Towards the end, both Ishigami's scheme and the reason for his devotion to Yasuko are revealed: Ishigami had lost his will to live due to his depression, and was prepared to commit suicide when he was interrupted by Yasuko and Misato introducing themselves, leading him to become deeply attached to her and thankful for her unknowingly saving his life. In order to deceive the investigation, Ishigami murdered a second person, a homeless man who he had seen prior on his commute to work, and made the police believe he was Togashi, in order to obfuscate the time of the murder and make it so that in the end he could take the fall.

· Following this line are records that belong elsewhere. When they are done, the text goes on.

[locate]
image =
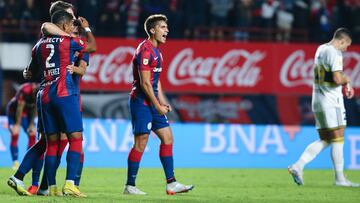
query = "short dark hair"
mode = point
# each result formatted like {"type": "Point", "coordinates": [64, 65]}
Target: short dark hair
{"type": "Point", "coordinates": [59, 5]}
{"type": "Point", "coordinates": [342, 32]}
{"type": "Point", "coordinates": [152, 20]}
{"type": "Point", "coordinates": [61, 17]}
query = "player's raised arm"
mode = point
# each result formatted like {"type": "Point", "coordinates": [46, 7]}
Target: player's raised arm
{"type": "Point", "coordinates": [91, 42]}
{"type": "Point", "coordinates": [48, 28]}
{"type": "Point", "coordinates": [148, 90]}
{"type": "Point", "coordinates": [30, 70]}
{"type": "Point", "coordinates": [162, 98]}
{"type": "Point", "coordinates": [340, 79]}
{"type": "Point", "coordinates": [80, 70]}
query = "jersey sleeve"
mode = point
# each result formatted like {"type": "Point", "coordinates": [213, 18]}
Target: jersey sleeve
{"type": "Point", "coordinates": [77, 44]}
{"type": "Point", "coordinates": [144, 59]}
{"type": "Point", "coordinates": [335, 61]}
{"type": "Point", "coordinates": [85, 57]}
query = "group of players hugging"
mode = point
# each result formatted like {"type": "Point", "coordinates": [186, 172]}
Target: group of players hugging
{"type": "Point", "coordinates": [58, 61]}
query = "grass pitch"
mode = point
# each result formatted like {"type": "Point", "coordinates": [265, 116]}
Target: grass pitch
{"type": "Point", "coordinates": [211, 185]}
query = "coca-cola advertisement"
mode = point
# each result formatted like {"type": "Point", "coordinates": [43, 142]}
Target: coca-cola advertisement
{"type": "Point", "coordinates": [216, 67]}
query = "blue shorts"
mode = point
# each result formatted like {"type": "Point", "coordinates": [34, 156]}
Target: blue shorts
{"type": "Point", "coordinates": [60, 114]}
{"type": "Point", "coordinates": [145, 118]}
{"type": "Point", "coordinates": [25, 121]}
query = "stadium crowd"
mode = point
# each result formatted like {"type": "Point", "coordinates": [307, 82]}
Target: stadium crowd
{"type": "Point", "coordinates": [269, 20]}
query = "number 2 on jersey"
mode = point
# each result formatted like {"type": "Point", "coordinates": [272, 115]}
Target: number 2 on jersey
{"type": "Point", "coordinates": [52, 50]}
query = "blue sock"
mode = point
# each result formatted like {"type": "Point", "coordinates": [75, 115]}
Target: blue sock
{"type": "Point", "coordinates": [133, 166]}
{"type": "Point", "coordinates": [73, 158]}
{"type": "Point", "coordinates": [37, 170]}
{"type": "Point", "coordinates": [51, 160]}
{"type": "Point", "coordinates": [78, 174]}
{"type": "Point", "coordinates": [14, 150]}
{"type": "Point", "coordinates": [167, 161]}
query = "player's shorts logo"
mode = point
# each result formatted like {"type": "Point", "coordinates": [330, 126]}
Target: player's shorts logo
{"type": "Point", "coordinates": [149, 125]}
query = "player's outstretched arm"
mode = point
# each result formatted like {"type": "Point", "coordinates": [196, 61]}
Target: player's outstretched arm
{"type": "Point", "coordinates": [19, 110]}
{"type": "Point", "coordinates": [80, 70]}
{"type": "Point", "coordinates": [91, 42]}
{"type": "Point", "coordinates": [48, 28]}
{"type": "Point", "coordinates": [32, 115]}
{"type": "Point", "coordinates": [340, 79]}
{"type": "Point", "coordinates": [162, 97]}
{"type": "Point", "coordinates": [149, 91]}
{"type": "Point", "coordinates": [30, 70]}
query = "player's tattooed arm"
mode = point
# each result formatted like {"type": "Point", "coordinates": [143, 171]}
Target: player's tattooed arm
{"type": "Point", "coordinates": [340, 78]}
{"type": "Point", "coordinates": [48, 28]}
{"type": "Point", "coordinates": [32, 115]}
{"type": "Point", "coordinates": [91, 42]}
{"type": "Point", "coordinates": [80, 70]}
{"type": "Point", "coordinates": [149, 91]}
{"type": "Point", "coordinates": [19, 110]}
{"type": "Point", "coordinates": [30, 70]}
{"type": "Point", "coordinates": [162, 98]}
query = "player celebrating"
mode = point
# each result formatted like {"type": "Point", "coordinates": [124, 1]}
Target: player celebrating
{"type": "Point", "coordinates": [81, 61]}
{"type": "Point", "coordinates": [148, 107]}
{"type": "Point", "coordinates": [58, 100]}
{"type": "Point", "coordinates": [328, 107]}
{"type": "Point", "coordinates": [21, 111]}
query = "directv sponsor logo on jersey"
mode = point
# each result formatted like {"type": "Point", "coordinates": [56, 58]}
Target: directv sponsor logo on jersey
{"type": "Point", "coordinates": [52, 40]}
{"type": "Point", "coordinates": [157, 70]}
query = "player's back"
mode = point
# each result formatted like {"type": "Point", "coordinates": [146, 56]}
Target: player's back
{"type": "Point", "coordinates": [327, 60]}
{"type": "Point", "coordinates": [52, 55]}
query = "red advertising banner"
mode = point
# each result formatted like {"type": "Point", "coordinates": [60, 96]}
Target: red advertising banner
{"type": "Point", "coordinates": [216, 67]}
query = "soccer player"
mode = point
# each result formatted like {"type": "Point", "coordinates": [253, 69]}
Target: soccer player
{"type": "Point", "coordinates": [148, 107]}
{"type": "Point", "coordinates": [79, 69]}
{"type": "Point", "coordinates": [21, 111]}
{"type": "Point", "coordinates": [328, 107]}
{"type": "Point", "coordinates": [58, 100]}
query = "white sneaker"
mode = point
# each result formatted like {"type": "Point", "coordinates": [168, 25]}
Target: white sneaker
{"type": "Point", "coordinates": [176, 187]}
{"type": "Point", "coordinates": [18, 186]}
{"type": "Point", "coordinates": [346, 183]}
{"type": "Point", "coordinates": [42, 192]}
{"type": "Point", "coordinates": [132, 190]}
{"type": "Point", "coordinates": [296, 174]}
{"type": "Point", "coordinates": [15, 165]}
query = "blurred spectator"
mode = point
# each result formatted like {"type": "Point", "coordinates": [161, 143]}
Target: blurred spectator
{"type": "Point", "coordinates": [268, 9]}
{"type": "Point", "coordinates": [110, 21]}
{"type": "Point", "coordinates": [90, 10]}
{"type": "Point", "coordinates": [194, 19]}
{"type": "Point", "coordinates": [301, 11]}
{"type": "Point", "coordinates": [132, 8]}
{"type": "Point", "coordinates": [219, 11]}
{"type": "Point", "coordinates": [10, 20]}
{"type": "Point", "coordinates": [284, 20]}
{"type": "Point", "coordinates": [242, 14]}
{"type": "Point", "coordinates": [195, 14]}
{"type": "Point", "coordinates": [321, 19]}
{"type": "Point", "coordinates": [175, 18]}
{"type": "Point", "coordinates": [29, 18]}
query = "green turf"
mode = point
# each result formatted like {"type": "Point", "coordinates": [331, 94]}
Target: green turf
{"type": "Point", "coordinates": [211, 185]}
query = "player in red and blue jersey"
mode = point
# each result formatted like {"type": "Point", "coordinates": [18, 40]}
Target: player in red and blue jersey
{"type": "Point", "coordinates": [81, 63]}
{"type": "Point", "coordinates": [148, 107]}
{"type": "Point", "coordinates": [21, 111]}
{"type": "Point", "coordinates": [58, 100]}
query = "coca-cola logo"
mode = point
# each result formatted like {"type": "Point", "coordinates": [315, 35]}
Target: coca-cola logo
{"type": "Point", "coordinates": [235, 68]}
{"type": "Point", "coordinates": [297, 70]}
{"type": "Point", "coordinates": [114, 67]}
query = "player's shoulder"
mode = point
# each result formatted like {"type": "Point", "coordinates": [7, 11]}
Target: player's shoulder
{"type": "Point", "coordinates": [26, 88]}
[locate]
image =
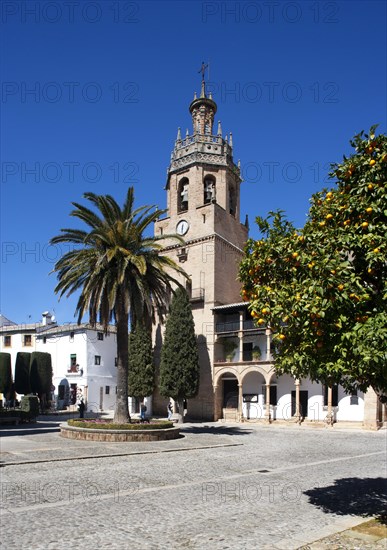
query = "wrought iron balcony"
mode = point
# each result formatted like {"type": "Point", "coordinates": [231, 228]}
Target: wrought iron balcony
{"type": "Point", "coordinates": [197, 295]}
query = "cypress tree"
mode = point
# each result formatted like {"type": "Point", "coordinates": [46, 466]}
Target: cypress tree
{"type": "Point", "coordinates": [179, 364]}
{"type": "Point", "coordinates": [5, 373]}
{"type": "Point", "coordinates": [22, 372]}
{"type": "Point", "coordinates": [141, 374]}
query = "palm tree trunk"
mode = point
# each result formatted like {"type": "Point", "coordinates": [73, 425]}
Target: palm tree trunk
{"type": "Point", "coordinates": [121, 413]}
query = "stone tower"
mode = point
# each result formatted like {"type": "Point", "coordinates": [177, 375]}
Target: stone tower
{"type": "Point", "coordinates": [203, 202]}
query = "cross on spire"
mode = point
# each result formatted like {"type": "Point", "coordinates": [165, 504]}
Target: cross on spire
{"type": "Point", "coordinates": [203, 69]}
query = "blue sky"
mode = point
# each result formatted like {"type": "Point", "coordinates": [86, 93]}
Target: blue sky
{"type": "Point", "coordinates": [93, 92]}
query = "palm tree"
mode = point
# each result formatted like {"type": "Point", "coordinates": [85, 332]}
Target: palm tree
{"type": "Point", "coordinates": [119, 271]}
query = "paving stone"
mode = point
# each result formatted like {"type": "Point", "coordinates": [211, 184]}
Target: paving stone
{"type": "Point", "coordinates": [219, 487]}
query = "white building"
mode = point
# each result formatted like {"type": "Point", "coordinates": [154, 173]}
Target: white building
{"type": "Point", "coordinates": [203, 205]}
{"type": "Point", "coordinates": [83, 358]}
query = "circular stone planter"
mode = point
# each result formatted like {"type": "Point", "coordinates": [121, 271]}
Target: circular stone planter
{"type": "Point", "coordinates": [117, 436]}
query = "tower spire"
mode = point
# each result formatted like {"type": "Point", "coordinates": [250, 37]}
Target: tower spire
{"type": "Point", "coordinates": [203, 108]}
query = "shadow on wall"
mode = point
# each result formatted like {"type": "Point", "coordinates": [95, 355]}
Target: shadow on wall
{"type": "Point", "coordinates": [355, 496]}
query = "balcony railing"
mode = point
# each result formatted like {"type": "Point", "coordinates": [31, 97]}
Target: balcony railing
{"type": "Point", "coordinates": [230, 326]}
{"type": "Point", "coordinates": [74, 370]}
{"type": "Point", "coordinates": [197, 295]}
{"type": "Point", "coordinates": [233, 326]}
{"type": "Point", "coordinates": [245, 357]}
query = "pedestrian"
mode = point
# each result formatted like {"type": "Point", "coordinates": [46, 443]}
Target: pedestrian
{"type": "Point", "coordinates": [170, 410]}
{"type": "Point", "coordinates": [184, 407]}
{"type": "Point", "coordinates": [142, 412]}
{"type": "Point", "coordinates": [81, 408]}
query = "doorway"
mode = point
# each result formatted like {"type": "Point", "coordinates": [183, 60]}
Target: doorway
{"type": "Point", "coordinates": [303, 403]}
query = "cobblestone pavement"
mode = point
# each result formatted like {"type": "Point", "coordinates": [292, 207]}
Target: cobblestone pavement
{"type": "Point", "coordinates": [219, 486]}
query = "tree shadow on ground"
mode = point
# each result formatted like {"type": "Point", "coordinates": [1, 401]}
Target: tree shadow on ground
{"type": "Point", "coordinates": [355, 496]}
{"type": "Point", "coordinates": [30, 429]}
{"type": "Point", "coordinates": [214, 430]}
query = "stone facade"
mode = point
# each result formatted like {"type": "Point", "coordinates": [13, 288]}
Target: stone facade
{"type": "Point", "coordinates": [203, 191]}
{"type": "Point", "coordinates": [237, 377]}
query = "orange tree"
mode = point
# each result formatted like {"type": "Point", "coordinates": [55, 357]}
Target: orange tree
{"type": "Point", "coordinates": [322, 289]}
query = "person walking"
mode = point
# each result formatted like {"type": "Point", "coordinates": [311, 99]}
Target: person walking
{"type": "Point", "coordinates": [142, 412]}
{"type": "Point", "coordinates": [81, 408]}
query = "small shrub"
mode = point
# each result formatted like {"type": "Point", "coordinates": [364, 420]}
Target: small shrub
{"type": "Point", "coordinates": [107, 425]}
{"type": "Point", "coordinates": [29, 406]}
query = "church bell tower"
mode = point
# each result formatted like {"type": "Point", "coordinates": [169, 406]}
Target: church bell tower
{"type": "Point", "coordinates": [203, 202]}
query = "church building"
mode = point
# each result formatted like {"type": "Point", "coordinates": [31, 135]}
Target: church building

Yukawa is ultimately able to figure out his scheme and cannot accept his friend's sacrifice, and so he tells Yasuko the truth. She is deeply moved and despite Ishigami's instructions to move forward, is unable to live with the guilt. The book ends with her meeting Ishigami in jail, revealing that she and Misato have confessed to killing Togashi and are determined to serve their sentence together with him, leaving him in tears.

==Characters==
- Tetsuya Ishigami (石神 哲哉, Ishigami Tetsuya)
Solitary Maths teacher who has fallen in love with Yasuko
- Yasuko Hanaoka (花岡 靖子, Hanaoka Yasuko)
A single mother who murdered her ex-husband
- Misato Hanaoka (花岡 美里, Hanaoka Misato)
Yasuko's daughter from a previous marriage
- Manabu Yukawa
Tetsuya Ishigami's old college friend, both are as intelligent as the other.
- Shunpei Kusanagi
Detective in charge of dealing with the case of Togashi's murder
- Shinji Togashi (富樫 慎二, Togashi Shinji)
Yasuko's ex-husband who stalked her and is later killed by her and her daughter, the victim of the crime under investigation

==Awards and nominations==
- Japanese awards
- 2006 - Honkaku Mystery Award for Best Fiction
- 2006 - Naoki Prize
- 2006 - The Best Japanese Crime Fiction of the Year (Kono Mystery ga Sugoi! 2006)
- 2006 - The Best Japanese Crime Fiction of the Year (2006 Honkaku Mystery Best 10)
- 2012 - Ranked as the No. 13 novel on the Top 100 Japanese Mystery Novels of All Time

- U.S. awards
- 2012 - Nominee for Edgar Award for Best Novel
- 2012 - Nominee for Barry Award for Best First Novel
- 2012 - Chosen by the American Library Association as Best Mystery Novel for their 2012 reading list

==Adaptations==
- The novel was made into a 2008 Japanese film, Suspect X, starring Shinichi Tsutsumi as Tetsuya Ishigami and Masaharu Fukuyama as Manabu Yukawa, directed by Hiroshi Nishitani.
- The 2012 South Korean film adaptation Perfect Number (lit. "Suspect X") stars Ryoo Seung-bum, Lee Yo-won and Cho Jin-woong, and was directed by Bang Eun-jin.
- A Chinese film adaptation, The Devotion of Suspect X, was released in 2017. The film was directed by Alec Su, and features Ruby Lin and Wang Kai.
- It was also adapted into a 2019 Tamil movie titled Kolaigaran starring Vijay Antony and Arjun.
- On September 21, 2023, Netflix released the Hindi adaptation, Jaane Jaan, directed by Sujoy Ghosh and starring Kareena Kapoor with Jaideep Ahlawat and Vijay Varma.
- The English language film adaptation rights were acquired by Kross Pictures in 2011, and is being developed in Los Angeles, California under the working title The Devotion of Suspect X.